The United States women’s national team playing a World Cup final rematch against the Netherlands in the midst of a global pandemic — and having not played a game in over eight months — is certainly one of the more unique circumstances the team has faced in its long and storied history.
Over 20 years ago, a U.S. women’s national team played another unique friendly, one almost completely forgotten to history, at the fabled Estadio Azteca in Mexico City.
The Azteca maintains an almost mythical place in the world of soccer, as the host of two World Cup finals as well as two of the most storied goals ever scored by the late Diego Maradona. And for the United States men’s national team, the Azteca remains a near impenetrable fortress.
But in May 1999, as the Mexican women’s national team prepared for its first ever World Cup, the United States women’s program took it’s U-21 team — and a few overage players, including some who made the U.S.’ 1999 World Cup team — to Mexico for a pair of international friendlies.

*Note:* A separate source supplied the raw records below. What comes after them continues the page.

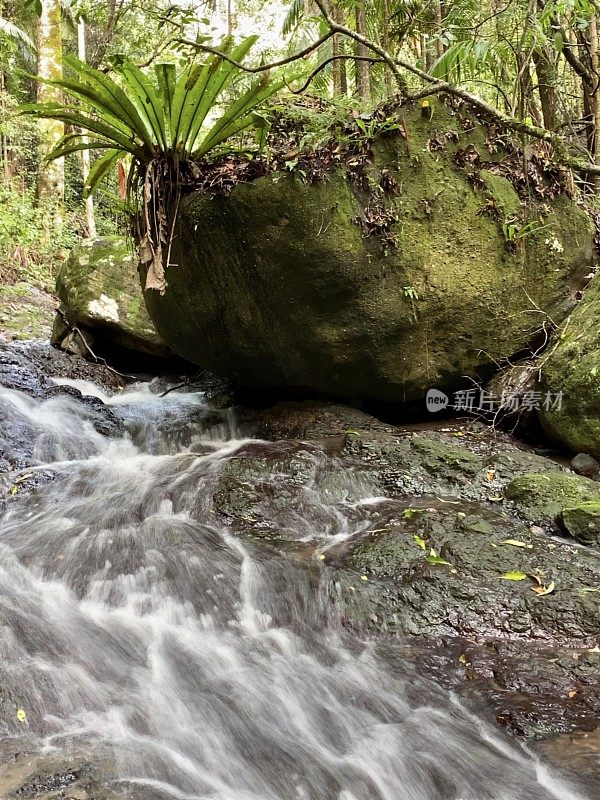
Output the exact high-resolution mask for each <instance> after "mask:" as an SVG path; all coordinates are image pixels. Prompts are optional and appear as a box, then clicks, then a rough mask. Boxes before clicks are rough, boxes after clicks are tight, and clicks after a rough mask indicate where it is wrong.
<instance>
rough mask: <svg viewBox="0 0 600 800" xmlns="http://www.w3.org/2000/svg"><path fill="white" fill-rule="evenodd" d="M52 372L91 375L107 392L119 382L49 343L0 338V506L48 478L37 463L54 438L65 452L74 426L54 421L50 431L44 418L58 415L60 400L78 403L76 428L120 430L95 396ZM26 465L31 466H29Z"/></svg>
mask: <svg viewBox="0 0 600 800" xmlns="http://www.w3.org/2000/svg"><path fill="white" fill-rule="evenodd" d="M53 378H54V379H59V380H60V379H63V378H66V379H69V380H85V381H94V382H95V383H96V384H98V385H100V386H102V387H103V388H104V389H105V390H106V391H108V392H112V391H115V390H118V389H120V388H122V386H123V382H122V381H121V379H120V378H119V377H118V376H116V375H115V374H114V372H112V371H110V370H109V369H107V368H106V367H102V366H100V365H94V364H90V363H89V362H88V361H85V360H84V359H82V358H78V357H76V356H71V355H68V354H66V353H61V352H60V351H58V350H56V349H55V348H53V347H50V345H47V344H41V343H39V342H31V343H21V344H16V343H15V344H11V345H3V344H0V413H1V414H2V420H3V424H2V427H1V428H0V510H2V508H3V506H4V504H5V503H6V501H7V500H10V499H12V498H13V497H14V496H16V495H17V494H21V493H23V492H26V491H29V490H31V489H34V488H36V487H38V486H40V485H43V484H44V483H46V482H47V481H48V480H50V479H52V477H53V476H52V475H50V474H49V473H48V472H46V471H44V470H40V469H38V467H39V464H40V461H43V460H44V457H45V454H46V453H48V452H49V451H51V450H52V448H53V447H54V446H56V445H57V443H59V442H60V446H61V448H62V449H63V452H64V457H65V458H67V457H68V456H69V448H70V445H69V441H70V437H71V436H73V433H74V432H73V431H66V430H61V429H60V425H58V424H57V425H55V426H54V430H53V431H51V430H50V429H51V428H52V425H51V424H49V420H50V421H51V419H52V415H53V411H54V412H55V413H57V415H58V413H59V412H60V410H61V408H62V407H63V405H64V404H65V403H77V404H78V407H79V409H80V412H79V413H80V426H81V428H82V429H83V428H84V427H85V426H86V425H91V426H92V427H93V428H94V429H95V430H96V431H98V432H99V433H101V434H103V435H105V436H118V435H123V433H124V428H123V425H122V422H121V420H120V419H118V418H117V417H116V416H115V414H114V413H113V411H112V410H111V409H110V408H108V407H107V406H105V405H104V403H102V401H101V400H99V399H98V398H97V397H89V396H82V394H81V392H79V391H78V390H77V389H75V388H73V387H71V386H59V385H57V383H56V382H55V381H54V380H53ZM28 397H31V398H35V400H36V401H39V400H42V401H44V403H45V411H46V414H47V418H46V419H45V420H40V419H39V418H38V415H39V413H40V411H39V406H38V407H36V405H35V404H34V403H28V402H27V398H28ZM53 404H54V405H53ZM73 452H74V451H73ZM32 467H36V469H35V470H33V471H32V469H31V468H32Z"/></svg>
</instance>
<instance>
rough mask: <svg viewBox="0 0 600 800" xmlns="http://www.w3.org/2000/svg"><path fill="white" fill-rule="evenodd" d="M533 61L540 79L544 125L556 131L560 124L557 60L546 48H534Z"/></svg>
mask: <svg viewBox="0 0 600 800" xmlns="http://www.w3.org/2000/svg"><path fill="white" fill-rule="evenodd" d="M533 63H534V64H535V74H536V77H537V81H538V94H539V96H540V105H541V108H542V116H543V118H544V126H545V127H546V128H547V129H548V130H549V131H555V130H556V129H557V128H558V126H559V125H560V116H559V111H558V92H557V90H556V84H557V79H556V60H555V59H552V58H551V57H550V55H549V53H548V52H546V50H534V51H533Z"/></svg>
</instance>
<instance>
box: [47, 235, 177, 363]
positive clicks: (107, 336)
mask: <svg viewBox="0 0 600 800" xmlns="http://www.w3.org/2000/svg"><path fill="white" fill-rule="evenodd" d="M56 288H57V291H58V295H59V297H60V301H61V311H62V313H63V314H64V316H65V318H66V319H67V320H68V323H69V324H70V325H76V326H78V327H83V328H86V329H88V330H93V331H94V332H95V333H96V334H97V336H98V338H100V339H105V340H107V341H109V342H111V343H113V344H115V345H117V346H119V347H125V348H128V349H131V350H140V351H142V352H144V353H149V354H151V355H159V356H164V355H167V354H168V353H169V349H168V347H166V345H165V344H164V343H163V341H162V340H161V338H160V336H159V335H158V334H157V332H156V330H155V328H154V326H153V324H152V322H151V320H150V317H149V316H148V312H147V311H146V306H145V303H144V301H143V295H142V292H141V290H140V286H139V279H138V275H137V259H136V257H135V255H134V252H133V249H132V247H131V245H130V244H129V242H128V241H127V240H126V239H125V238H123V237H118V236H107V237H104V238H101V239H94V240H91V239H88V240H84V241H82V242H81V243H80V244H79V245H78V246H77V247H75V248H73V250H72V251H71V254H70V256H69V258H68V259H67V261H66V262H65V263H64V265H63V266H62V268H61V270H60V272H59V274H58V278H57V281H56ZM64 331H65V323H64V322H63V321H62V319H61V318H60V316H57V318H56V321H55V325H54V331H53V335H52V340H53V343H58V342H59V341H60V339H61V337H62V334H63V332H64Z"/></svg>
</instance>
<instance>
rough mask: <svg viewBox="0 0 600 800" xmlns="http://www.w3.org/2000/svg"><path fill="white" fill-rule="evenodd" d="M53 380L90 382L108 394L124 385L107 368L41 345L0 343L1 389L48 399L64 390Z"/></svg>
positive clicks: (38, 343)
mask: <svg viewBox="0 0 600 800" xmlns="http://www.w3.org/2000/svg"><path fill="white" fill-rule="evenodd" d="M52 378H69V379H74V380H86V381H93V382H94V383H95V384H97V385H98V386H100V387H101V388H103V389H105V390H106V391H108V392H112V391H118V390H119V389H122V388H123V386H124V384H125V381H124V379H123V378H122V377H120V376H119V375H117V374H116V373H115V372H113V371H112V370H110V369H108V367H105V366H102V365H101V364H92V363H90V362H89V361H86V360H85V359H82V358H77V357H76V356H72V355H68V354H67V353H62V352H60V351H59V350H56V349H55V348H54V347H50V345H48V344H45V343H42V342H27V343H22V344H10V345H7V344H0V386H4V387H6V388H7V389H17V390H18V391H20V392H26V393H27V394H29V395H31V396H32V397H47V396H50V395H51V394H53V393H54V394H56V393H57V392H58V391H64V389H62V390H58V389H57V388H56V384H54V383H53V382H52V380H51V379H52ZM71 391H73V390H71ZM77 395H79V393H78V392H77Z"/></svg>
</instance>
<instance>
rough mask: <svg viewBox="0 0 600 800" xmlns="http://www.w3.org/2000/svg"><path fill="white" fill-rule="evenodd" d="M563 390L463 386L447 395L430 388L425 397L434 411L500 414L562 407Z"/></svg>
mask: <svg viewBox="0 0 600 800" xmlns="http://www.w3.org/2000/svg"><path fill="white" fill-rule="evenodd" d="M562 402H563V393H562V392H533V391H532V392H523V393H522V394H514V393H512V392H506V391H504V392H502V394H501V395H500V396H498V395H496V394H494V393H493V392H487V391H485V390H484V389H460V390H459V391H457V392H454V393H453V394H452V395H450V396H449V395H447V394H446V393H445V392H441V391H440V390H439V389H430V390H429V391H428V392H427V396H426V398H425V404H426V406H427V410H428V411H430V412H431V413H432V414H435V413H437V412H438V411H443V410H444V409H446V408H447V409H451V410H453V411H462V412H463V413H467V414H481V415H487V414H498V413H499V412H505V413H506V412H510V413H515V412H521V411H541V410H542V409H543V410H544V411H560V410H561V408H562Z"/></svg>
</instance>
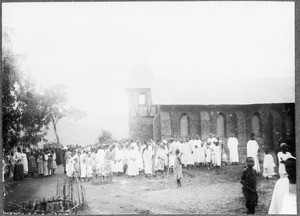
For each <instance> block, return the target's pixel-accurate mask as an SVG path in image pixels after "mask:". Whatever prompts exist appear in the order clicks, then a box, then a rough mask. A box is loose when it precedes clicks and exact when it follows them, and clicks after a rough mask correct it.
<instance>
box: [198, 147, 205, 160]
mask: <svg viewBox="0 0 300 216" xmlns="http://www.w3.org/2000/svg"><path fill="white" fill-rule="evenodd" d="M199 163H205V145H204V144H203V146H202V144H201V145H200V146H199Z"/></svg>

“It was the first time I had ever been to Mexico City and I remember flying in and seeing the pollution, the whole shelf as you flew in,” recalls Samantha Bohon (née Baggett), one of the overage players who had been in and out of the full national team that year while fighting for a roster spot on the ’99 World Cup team. “I remember [thinking], ‘Oh my goodness.”
“We stayed at this really fancy hotel, but it was so surreal because outside the gate — and literally there was a gate — was this poverty and it was just a really interesting juxtaposition of the two.”